Added support to extract section names #775

Closed enoriega closed 1 year ago

enoriega commented 1 year ago

This PR has the preliminary support to extract section names from the xml structure and store them in the Document object. It relies on an yet unpublished version of processors to support serialization.

FriesOutput has been updated to export section names to the json files

enoriega commented 1 year ago

@kwalcock This is the code that uses the new features from processors

MihaiSurdeanu commented 1 year ago

This LGTM, but I'll defer to @kwalcock.

enoriega commented 1 year ago

@kwalcock We will have to workout the processors release with the adequate changes for this PR to move forward

kwalcock commented 1 year ago

I'm looking at the addition of sections to Sentences now.

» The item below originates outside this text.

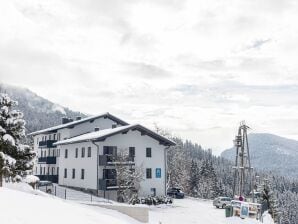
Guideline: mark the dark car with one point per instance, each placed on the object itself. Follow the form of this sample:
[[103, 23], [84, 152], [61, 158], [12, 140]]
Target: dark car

kwalcock commented 1 year ago

@MihaiSurdeanu, @enoriega, please see #776 or #777. I was still try wanting to add the custom information after END_OF_DOCUMENT for serialization. It looked feasible.

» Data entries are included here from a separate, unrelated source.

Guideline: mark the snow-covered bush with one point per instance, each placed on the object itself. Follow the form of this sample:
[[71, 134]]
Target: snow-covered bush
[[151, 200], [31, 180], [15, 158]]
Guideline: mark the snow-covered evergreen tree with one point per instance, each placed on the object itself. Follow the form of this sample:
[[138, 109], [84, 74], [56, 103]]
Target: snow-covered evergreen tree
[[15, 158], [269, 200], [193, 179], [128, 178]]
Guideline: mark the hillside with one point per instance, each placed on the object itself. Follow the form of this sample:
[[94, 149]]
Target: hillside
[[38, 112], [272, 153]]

enoriega commented 1 year ago

This PR now contains the code from #776, which removes the application specific changes in processors by putting them on REACH

enoriega commented 1 year ago

@kwalcock I restored the Converter import that I shouldn't have removed on the first place. I tested this locally and it works well. Can you take a quick look? If everything checks and the tests pass, then I'll merge to master

enoriega commented 1 year ago

@kwalcock Thanks. There is only one place where that document serializer is being used, so we are safe there. Let's see if the changes don't break anything.